The motifs in the primary structure are similar to the motifs in nucleic acids. Typical examples of these are:

  1. signal peptides — short amino acid sequences within a protein, about 3–60 amino acids in length, which determine which cell compartment will be sent to after synthesis. An example is a nuclear localization signal;
  2. sites of post-translational protein modification, which are conservative peptides of the order of 5-12 amino acids. An example is the sites of acetylation in a protein.

Structural motifs

In proteins, structural motifs describe the connections between the elements of the secondary structure. Such motifs often have sections of variable length, which in some cases may be completely absent.

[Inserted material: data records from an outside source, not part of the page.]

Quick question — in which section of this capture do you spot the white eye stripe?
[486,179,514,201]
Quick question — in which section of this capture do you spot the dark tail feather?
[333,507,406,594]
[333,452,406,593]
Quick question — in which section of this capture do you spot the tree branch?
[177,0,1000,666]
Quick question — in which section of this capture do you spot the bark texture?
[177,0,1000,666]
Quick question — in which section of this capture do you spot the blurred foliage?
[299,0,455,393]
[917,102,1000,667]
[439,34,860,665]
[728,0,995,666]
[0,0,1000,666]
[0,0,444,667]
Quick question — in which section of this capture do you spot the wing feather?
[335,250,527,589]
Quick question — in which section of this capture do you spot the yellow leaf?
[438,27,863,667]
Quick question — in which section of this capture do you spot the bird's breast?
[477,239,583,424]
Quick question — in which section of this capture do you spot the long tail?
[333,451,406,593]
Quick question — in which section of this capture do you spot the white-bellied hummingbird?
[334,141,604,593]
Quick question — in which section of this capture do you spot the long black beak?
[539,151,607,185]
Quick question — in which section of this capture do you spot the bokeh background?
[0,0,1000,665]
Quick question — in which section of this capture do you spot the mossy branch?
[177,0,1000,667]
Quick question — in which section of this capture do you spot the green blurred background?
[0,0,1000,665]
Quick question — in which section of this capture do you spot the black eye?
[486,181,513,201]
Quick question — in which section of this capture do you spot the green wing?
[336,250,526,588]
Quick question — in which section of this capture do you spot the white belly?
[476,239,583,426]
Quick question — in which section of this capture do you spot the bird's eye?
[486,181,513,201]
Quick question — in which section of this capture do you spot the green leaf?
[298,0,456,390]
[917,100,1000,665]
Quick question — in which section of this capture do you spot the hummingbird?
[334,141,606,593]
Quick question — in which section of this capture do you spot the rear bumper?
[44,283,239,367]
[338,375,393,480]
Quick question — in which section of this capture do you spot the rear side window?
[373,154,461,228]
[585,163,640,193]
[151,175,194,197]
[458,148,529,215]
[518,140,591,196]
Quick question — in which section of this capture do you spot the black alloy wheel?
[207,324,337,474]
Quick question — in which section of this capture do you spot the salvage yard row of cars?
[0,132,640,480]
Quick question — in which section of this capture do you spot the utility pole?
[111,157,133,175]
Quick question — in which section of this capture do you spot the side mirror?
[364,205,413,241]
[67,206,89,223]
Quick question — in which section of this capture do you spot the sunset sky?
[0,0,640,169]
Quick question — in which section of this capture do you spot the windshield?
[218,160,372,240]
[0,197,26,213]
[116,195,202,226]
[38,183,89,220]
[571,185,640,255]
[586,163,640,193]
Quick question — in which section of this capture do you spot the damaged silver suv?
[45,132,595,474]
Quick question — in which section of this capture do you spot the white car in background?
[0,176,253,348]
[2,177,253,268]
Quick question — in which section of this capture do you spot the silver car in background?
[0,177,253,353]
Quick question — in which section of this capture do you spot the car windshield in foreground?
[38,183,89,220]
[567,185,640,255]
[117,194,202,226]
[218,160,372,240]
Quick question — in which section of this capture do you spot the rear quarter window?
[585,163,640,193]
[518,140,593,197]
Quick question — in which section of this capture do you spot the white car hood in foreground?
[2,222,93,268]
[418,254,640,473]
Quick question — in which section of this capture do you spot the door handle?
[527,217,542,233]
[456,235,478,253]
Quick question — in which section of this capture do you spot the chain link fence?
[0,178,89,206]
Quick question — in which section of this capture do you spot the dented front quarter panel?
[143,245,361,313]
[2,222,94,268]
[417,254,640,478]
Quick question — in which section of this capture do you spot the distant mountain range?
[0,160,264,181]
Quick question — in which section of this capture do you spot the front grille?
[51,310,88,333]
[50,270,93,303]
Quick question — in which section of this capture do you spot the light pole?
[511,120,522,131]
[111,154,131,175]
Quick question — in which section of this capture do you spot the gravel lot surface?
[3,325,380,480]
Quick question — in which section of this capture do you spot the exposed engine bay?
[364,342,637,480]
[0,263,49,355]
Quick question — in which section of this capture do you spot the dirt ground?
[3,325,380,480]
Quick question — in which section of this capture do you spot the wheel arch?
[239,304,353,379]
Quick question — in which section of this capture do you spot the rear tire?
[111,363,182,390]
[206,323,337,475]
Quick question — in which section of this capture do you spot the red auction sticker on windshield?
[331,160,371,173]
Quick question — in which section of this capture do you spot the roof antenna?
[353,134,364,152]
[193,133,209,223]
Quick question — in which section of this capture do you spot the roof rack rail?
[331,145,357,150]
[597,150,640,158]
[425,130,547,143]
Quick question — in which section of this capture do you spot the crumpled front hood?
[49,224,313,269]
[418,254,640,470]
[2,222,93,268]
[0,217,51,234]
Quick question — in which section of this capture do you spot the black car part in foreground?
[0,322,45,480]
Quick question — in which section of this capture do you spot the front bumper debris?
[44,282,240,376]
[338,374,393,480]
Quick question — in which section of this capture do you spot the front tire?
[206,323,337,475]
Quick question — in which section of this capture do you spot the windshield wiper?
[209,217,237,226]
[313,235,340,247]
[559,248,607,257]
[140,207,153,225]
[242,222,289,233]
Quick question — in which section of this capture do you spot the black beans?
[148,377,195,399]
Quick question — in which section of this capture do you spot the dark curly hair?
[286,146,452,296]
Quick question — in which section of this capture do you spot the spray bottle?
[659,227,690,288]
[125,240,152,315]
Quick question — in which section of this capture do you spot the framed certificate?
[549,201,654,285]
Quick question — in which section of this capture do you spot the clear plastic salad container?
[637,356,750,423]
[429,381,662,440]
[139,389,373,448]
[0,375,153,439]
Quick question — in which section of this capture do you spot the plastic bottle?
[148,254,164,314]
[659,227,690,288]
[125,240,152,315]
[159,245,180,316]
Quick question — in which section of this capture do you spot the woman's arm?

  1. Leucine lightning – characteristic of dimeric proteins that bind DNA. Leucine zipper provides contact between two protein monomers through hydrophobic interactions. It is characterized by the presence of a leucine residue in every seventh position;
  2. Zinc fingers – characteristic of DNA-binding transcription factors;
  3. Helix-turn-helix is ​​a DNA-binding motif, just such a DNA-binding fragment in the Lac repressor;
  4. Homeodomain – a motif that binds DNA and RNA. In eukaryotes, proteins with homeodomains induce cell differentiation, triggering cascades of genes necessary for the formation of tissues and organs. It is similar to the “spiral-turn-spiral” motif, therefore it is often not singled out separately;
  5. Rossman’s fold is a motif that binds nucleotides (for example, NAD). It occurs, in particular, in dehydrogenases, including glyceraldehyde-3-phosphate dehydrogenase, which is involved in glycolysis;
  6. EF-hand – the motif that binds Ca2 + ions, is also similar to the “helix-turn-helix” motif;
  7. Nest – three consecutive amino acid residues form an anion binding site;
  8. Niche – three consecutive amino acid residues form the cation binding site;
  9. Beta-hairpin – two β-strands connected by a short turn of the protein chain.

In addition to the beta-hairpin, many other motifs are distinguished, the function of which is to form the structural framework of the protein.

Folding is close to the term protein structural motif. This is a characteristic arrangement of the elements of the secondary structure. Due to their similarity, the terms are often used one instead of the other and the line between them is blurred.